Birçok genel hastalık da, mikropların sinirler üzerindeki etkisiyle ruh hastalığına dönüşebilir, ancak bunlar çok özel sebepler olamaz, yani şu ateşli hastalığın bu psikiyatrik hastalığı doğurduğu söylenemez. Ruhi faktörler arasında, birden gelen büyük heyecanlar en önemlilerindendir. Çözümlenmemiş uyuşmazlıklar sonucu ortaya çıkan sürekli sinir gerginliği ve birtakım özel durumlar da önemli faktörlerdir.
Psikiyatri çalışmalarının özelliklerinden biri, çoğu zaman birbirine tam zıt düşünce akımlarına yönelmiş olmalarıdır. Ruhî hastalıklarla maddî hastalıklar arasındaki ilişki, çoğu zaman tartışılmış, birincilerin ikincilere bağlı olup olmadıkları meseleleri çözülememiştir. Bunun için de bir tıp dalı olan psikiyatride her zaman psikodinamik ve filozofik temayüller görüle gelmiştir.

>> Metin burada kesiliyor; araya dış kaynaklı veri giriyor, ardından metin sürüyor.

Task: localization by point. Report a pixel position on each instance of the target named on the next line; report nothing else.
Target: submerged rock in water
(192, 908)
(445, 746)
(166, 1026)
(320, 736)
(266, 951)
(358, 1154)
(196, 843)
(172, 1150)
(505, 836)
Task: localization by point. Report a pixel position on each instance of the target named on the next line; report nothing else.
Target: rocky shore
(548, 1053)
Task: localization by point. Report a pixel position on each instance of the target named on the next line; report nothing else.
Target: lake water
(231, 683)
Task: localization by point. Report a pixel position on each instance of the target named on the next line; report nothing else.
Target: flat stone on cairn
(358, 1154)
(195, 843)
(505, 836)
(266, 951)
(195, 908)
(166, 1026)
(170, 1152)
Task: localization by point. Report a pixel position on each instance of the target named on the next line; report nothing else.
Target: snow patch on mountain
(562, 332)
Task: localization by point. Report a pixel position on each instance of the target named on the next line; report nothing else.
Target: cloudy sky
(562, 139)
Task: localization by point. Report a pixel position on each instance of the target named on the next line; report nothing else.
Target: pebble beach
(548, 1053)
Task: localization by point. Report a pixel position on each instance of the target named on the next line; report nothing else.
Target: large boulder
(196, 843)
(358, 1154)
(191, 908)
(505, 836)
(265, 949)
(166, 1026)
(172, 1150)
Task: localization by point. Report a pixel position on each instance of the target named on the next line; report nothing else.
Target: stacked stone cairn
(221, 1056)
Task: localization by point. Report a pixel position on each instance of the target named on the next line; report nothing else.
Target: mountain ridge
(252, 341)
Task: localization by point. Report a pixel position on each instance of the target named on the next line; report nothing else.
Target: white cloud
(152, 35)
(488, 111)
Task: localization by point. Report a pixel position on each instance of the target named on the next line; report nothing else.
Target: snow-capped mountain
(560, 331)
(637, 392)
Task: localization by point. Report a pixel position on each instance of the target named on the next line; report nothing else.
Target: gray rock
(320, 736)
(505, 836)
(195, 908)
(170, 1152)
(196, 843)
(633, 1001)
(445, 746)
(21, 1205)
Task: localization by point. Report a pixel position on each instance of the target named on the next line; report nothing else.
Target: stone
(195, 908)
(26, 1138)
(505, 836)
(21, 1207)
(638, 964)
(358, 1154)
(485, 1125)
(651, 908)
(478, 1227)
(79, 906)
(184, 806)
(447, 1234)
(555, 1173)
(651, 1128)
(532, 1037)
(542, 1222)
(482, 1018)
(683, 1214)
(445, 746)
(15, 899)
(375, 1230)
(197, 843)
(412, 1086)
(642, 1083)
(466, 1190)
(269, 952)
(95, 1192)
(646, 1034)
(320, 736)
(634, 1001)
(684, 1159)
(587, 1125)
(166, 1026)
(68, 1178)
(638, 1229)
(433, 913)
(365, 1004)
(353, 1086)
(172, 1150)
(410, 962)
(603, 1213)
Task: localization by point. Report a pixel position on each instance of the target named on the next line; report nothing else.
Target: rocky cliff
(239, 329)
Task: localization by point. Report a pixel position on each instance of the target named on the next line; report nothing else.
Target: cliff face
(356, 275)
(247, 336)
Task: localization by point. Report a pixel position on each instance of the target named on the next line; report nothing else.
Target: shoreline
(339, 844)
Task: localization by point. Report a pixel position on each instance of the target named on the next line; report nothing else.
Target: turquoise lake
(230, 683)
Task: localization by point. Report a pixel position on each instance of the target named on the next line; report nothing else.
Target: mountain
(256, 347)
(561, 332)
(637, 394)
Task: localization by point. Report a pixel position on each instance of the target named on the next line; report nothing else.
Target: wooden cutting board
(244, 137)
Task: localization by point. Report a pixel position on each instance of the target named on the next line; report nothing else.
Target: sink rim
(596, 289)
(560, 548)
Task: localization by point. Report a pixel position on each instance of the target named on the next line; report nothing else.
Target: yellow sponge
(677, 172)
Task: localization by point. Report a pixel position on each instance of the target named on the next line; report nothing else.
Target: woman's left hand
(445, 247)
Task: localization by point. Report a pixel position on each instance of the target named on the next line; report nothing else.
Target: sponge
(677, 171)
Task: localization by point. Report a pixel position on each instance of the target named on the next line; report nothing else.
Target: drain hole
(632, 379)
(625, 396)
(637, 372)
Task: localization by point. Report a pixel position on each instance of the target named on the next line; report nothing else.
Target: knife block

Son gelişmelerle iki zıt görüş “psikosomatik” hastalıkların tanımlanmasında bağdaşmıştır. Bu değerlendirmeye göre bir ruh hastalığının belirtileri toplu olarak ele alındığında bunda hem ruhî hem de maddî sebepler aramak gerekir.
Sınıflandırma açısından ele alınırsa psikiyatrik hastalıkların geleneksel sınıflandırmalara girmediği görülür. Çünkü ilmî bir açıklama için, aynı sınıfa giren hastalıkların hepsinde ortak olan faktörler gereklidir. Psikiyatrik hastalıkların yapılarının temelinde psikonevrozlar ya da psikopat kişiler veya psikozlar görülebilir. Şematik olan ve gelip geçici klinik olayları da içine alması imkânı bulunan bu bölme, yine birtakım kesin özellikler gösterir. Psikopat şahsiyetler ve psikonevrozlar, ruhi hayat kesimleri içinde kalan ruhi anormalliklerdir. Psikozlar ise gerçek hastalıklardır. Bunlar bütün şahsiyeti etkileyerek psikolojice anlaşılmayacak bir duruma getirirler.
Psikiyatrinin tedavi alanında son 50 yılda büyük ilerlemeler olmuştur. Psikiyatrinin bir ilim olarak ortaya çıkışından önce yalnız tedavisiz bırakılmakla kalmayıp işkenceye benzer (döner tekerleğe bağlama, soğuk su banyosu vb.) işlemlere tutulan ruh hastaları, bugün uygun usullerle tedavi edilmekte ya da hiç değilse hastalıklarının akışı değiştirilmektedir. Bun da, geçen yüzyıl bilginlerinin, toplumun bu hastalara olan ödevlerini, bu hastalar üzerindeki haklarını belli birtakım yasalara bağlamak yolunda gösterdikleri çabanın önemi büyüktür. Tedaviye genellikle biyolojik ve psişik olmak üzere iki yoldan girişilir. Özel ilaçlar, insülin tedavisi, elektro şuko, birinci yolun önemli tedavi metotları arasındadır.